Medtronic Continues To Derive Synergies From The Covidien Acquisition

Medtronic reported that it has been successful in freeing trapped cash to the tune of $9.3 billion from the Covidien acquisition in Q2. Going ahead, we may see more product launches by the company as it plans to deploy this cash in areas which create high shareholder value. Apart from providing higher returns to shareholders, the free cash flow will also help Medtronic in paying off debt, and pursuing other targeted acquisitions.

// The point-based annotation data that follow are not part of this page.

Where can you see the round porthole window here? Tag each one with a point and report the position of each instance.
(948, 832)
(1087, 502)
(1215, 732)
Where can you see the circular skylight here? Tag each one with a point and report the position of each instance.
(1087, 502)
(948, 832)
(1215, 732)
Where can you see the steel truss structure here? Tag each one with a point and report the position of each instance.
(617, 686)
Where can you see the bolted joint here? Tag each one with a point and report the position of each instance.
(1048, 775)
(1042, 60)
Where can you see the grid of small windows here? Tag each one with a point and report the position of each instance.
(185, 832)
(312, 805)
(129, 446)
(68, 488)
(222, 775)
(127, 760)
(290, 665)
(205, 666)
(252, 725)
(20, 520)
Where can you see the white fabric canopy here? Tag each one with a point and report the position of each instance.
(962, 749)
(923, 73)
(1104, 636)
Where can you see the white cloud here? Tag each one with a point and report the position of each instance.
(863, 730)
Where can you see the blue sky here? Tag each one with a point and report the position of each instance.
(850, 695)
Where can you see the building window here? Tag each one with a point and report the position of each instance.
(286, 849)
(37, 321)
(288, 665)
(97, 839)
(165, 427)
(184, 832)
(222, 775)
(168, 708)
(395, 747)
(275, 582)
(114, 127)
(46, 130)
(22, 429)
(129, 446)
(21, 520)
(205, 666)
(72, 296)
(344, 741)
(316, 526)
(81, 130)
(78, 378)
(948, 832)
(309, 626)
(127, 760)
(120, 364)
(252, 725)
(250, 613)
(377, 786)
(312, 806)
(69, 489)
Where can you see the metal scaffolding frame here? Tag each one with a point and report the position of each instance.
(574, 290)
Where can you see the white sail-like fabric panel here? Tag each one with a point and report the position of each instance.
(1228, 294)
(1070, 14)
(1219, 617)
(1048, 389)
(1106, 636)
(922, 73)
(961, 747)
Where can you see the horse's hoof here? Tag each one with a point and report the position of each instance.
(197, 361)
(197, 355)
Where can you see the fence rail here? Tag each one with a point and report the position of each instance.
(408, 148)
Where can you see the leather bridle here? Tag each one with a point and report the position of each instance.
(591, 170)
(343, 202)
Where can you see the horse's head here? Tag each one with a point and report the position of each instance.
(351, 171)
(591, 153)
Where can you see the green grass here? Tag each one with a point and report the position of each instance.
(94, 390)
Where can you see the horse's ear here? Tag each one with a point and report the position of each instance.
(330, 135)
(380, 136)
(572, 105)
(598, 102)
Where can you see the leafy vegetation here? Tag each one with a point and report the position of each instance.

Furthermore, the company likely realized significant cost synergies too from the Covidien acquisition. In Q2, the company realized significant savings in SG&A expenses and the improvement in non-GAAP operating margins from the synergies resulting from the Covidien acquisition. Medtronic expects the trend to continue in the near term, with a total of $300 million to $350 million in cost savings in the current fiscal year. Over the next three years through fiscal 2018, the company expects to generate cumulative cost savings of at least $850 million.